Krausmann, 56, had an “aha” moment after reading a magazine article by Gerald Asher on the University of California-Davis Enology Program. It inspired her to move across the country and enroll at U.C. Davis to pursue the program. She graduated with a bachelor’s degree in fermentation science in 1987, and today she’s the winemaker for Santa Rosa’s Pellegrini Wine Co.

The winemaker said she keeps her ego in check with making chardonnay.

“Because chardonnay is a relatively neutral varietal, it’s like a blank canvas on which the winemaker can have a profound influence,” Krausmann said. “The challenge for winemakers with chardonnay is to avoid making their imprint too deep.
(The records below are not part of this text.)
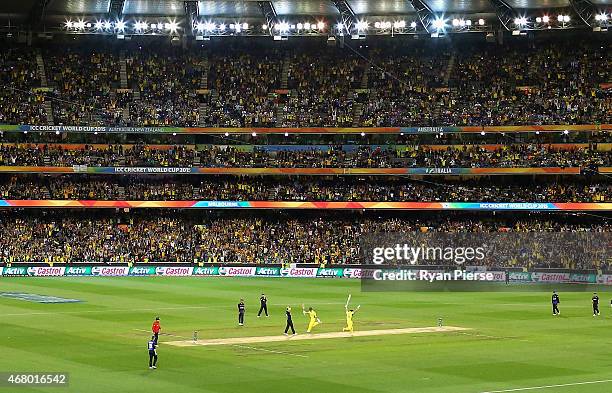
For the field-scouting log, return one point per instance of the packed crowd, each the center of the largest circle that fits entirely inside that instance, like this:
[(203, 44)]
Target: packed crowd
[(303, 189), (242, 89), (56, 237), (96, 156), (321, 91), (84, 85), (348, 156), (166, 82), (514, 84), (391, 84), (18, 75)]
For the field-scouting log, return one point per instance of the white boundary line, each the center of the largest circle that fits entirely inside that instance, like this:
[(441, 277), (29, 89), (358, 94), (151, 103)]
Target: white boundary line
[(161, 333), (549, 386), (140, 309)]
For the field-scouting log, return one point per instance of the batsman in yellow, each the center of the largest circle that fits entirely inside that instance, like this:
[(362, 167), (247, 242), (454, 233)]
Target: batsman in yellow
[(314, 321), (349, 318)]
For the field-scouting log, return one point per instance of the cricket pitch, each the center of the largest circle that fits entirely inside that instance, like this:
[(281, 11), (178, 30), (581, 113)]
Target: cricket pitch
[(314, 336)]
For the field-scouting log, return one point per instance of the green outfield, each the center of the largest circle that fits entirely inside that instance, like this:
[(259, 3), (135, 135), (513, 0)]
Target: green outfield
[(514, 342)]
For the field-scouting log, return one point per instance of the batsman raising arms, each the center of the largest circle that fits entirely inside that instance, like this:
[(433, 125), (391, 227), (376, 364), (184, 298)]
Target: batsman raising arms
[(349, 316)]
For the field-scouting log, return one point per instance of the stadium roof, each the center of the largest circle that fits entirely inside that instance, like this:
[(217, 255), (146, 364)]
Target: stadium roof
[(250, 8), (52, 12)]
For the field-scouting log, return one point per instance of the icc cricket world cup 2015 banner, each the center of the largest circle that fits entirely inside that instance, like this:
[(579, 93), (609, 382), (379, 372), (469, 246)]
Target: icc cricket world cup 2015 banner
[(486, 206), (304, 130), (291, 171)]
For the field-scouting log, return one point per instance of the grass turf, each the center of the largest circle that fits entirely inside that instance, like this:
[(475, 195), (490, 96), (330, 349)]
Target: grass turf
[(515, 342)]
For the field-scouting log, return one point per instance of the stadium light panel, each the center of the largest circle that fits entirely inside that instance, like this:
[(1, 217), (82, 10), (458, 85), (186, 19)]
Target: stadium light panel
[(172, 26), (362, 25), (439, 23), (521, 21)]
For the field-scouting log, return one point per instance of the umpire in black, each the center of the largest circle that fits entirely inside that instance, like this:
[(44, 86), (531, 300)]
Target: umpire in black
[(152, 353), (289, 321), (555, 301), (263, 301), (241, 312), (595, 300)]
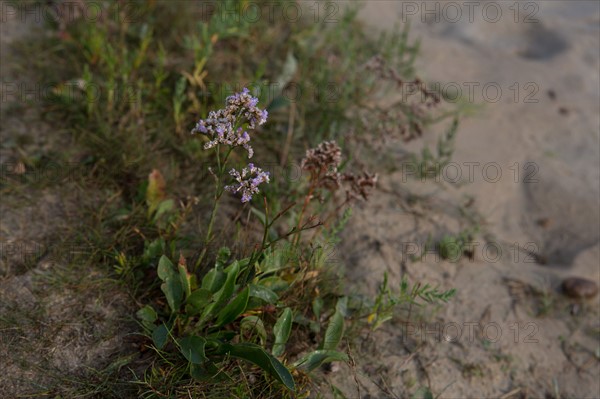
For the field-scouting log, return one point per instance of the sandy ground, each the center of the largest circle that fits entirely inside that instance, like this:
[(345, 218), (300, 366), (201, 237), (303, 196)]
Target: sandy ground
[(509, 332), (530, 174)]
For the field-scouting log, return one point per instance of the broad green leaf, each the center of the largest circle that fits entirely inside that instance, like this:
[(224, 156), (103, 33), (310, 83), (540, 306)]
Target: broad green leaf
[(316, 358), (254, 323), (264, 293), (317, 306), (173, 291), (214, 279), (234, 308), (257, 355), (160, 336), (165, 268), (197, 300), (334, 332), (274, 260), (275, 283), (281, 330), (193, 349), (184, 277), (222, 296)]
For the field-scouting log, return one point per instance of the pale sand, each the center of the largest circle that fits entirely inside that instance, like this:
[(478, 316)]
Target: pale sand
[(556, 210)]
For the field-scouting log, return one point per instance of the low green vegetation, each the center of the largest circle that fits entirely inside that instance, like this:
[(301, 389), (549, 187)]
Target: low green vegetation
[(229, 261)]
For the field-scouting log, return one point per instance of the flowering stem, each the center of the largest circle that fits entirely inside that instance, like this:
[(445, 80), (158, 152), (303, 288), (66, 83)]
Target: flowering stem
[(218, 193), (304, 206)]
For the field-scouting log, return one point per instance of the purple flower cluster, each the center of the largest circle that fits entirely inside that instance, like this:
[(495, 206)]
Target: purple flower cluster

For some, it’s impossible to resist the urge to show off their winemaking technique, masking the inherent beauty of the chardonnay fruit itself.”

Krausmann lets the grape do the talking.

“My approach is to showcase the pure fresh fruit flavors that make Russian River chardonnay spectacular: lemon jest, citrus, apple, nectarine,” she said.

“When a wine has beautiful fruit and fantastic acid, it doesn’t need any adornment. It can shine on its own. I am particularly focused on texture and mouth-feel in crafting wines, revealed in this wine as a creamy counterbalance to the bright acidity of Russian River Valley chardonnay.”